Penalty Set for Violations of HSA Contribution Rule
Employees taking advantage of a 2006 law allowing them to make the maximum annual contributions to health savings accounts will face stiff financial penalties if they don’t meet all of the law’s conditions.
June 6, 2008
Penalty Set for Violations of HSA Contribution Rule
Employees taking advantage of a 2006 law that allows them to make the maximum annual contributions to health savings accounts will face stiff financial penalties if they don’t meet all the conditions of the law, according to Internal Revenue Service guidance.

IRS Notice 2008-52, released Tuesday, June 3, provides guidance for provisions in a 2006 law intended to increase the appeal of HSAs. The law allows employees to make the maximum annual contribution to an HSA regardless of what point during the year they enrolled in the HSA-linked high-deductible health plan.

Under prior law, the maximum annual contribution to an HSA was prorated to reflect when an employee became eligible for coverage. For example, the HSA contribution for an employee who became covered on December 1 was limited to one-twelfth of the annual maximum.

The 2006 law eliminated the prorating rule.

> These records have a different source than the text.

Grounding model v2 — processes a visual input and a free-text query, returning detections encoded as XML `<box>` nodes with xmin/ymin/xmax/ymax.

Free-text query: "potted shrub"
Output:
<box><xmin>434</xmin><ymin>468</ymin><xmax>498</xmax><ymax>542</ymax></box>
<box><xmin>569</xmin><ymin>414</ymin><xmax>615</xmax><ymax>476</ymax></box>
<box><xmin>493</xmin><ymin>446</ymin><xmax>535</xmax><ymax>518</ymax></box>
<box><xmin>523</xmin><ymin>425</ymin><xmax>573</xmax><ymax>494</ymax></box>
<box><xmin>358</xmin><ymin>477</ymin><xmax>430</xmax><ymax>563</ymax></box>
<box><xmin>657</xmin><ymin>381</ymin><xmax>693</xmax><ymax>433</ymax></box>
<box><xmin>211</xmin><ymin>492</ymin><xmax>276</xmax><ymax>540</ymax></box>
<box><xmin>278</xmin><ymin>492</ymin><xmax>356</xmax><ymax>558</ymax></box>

But the 2006 law also attached strings to the liberalized contribution rule. In order to make the maximum contribution, an employee would have to enroll no later than December 1 of the current year and remain in the arrangement through December 31 of the following year.

The IRS guidance says that if enrollees don’t meet these requirements, the HSA contributions—except those that would have been allowed under the prorating rule—will be added to employees’ taxable income, with a 10 percent penalty tax imposed on that amount.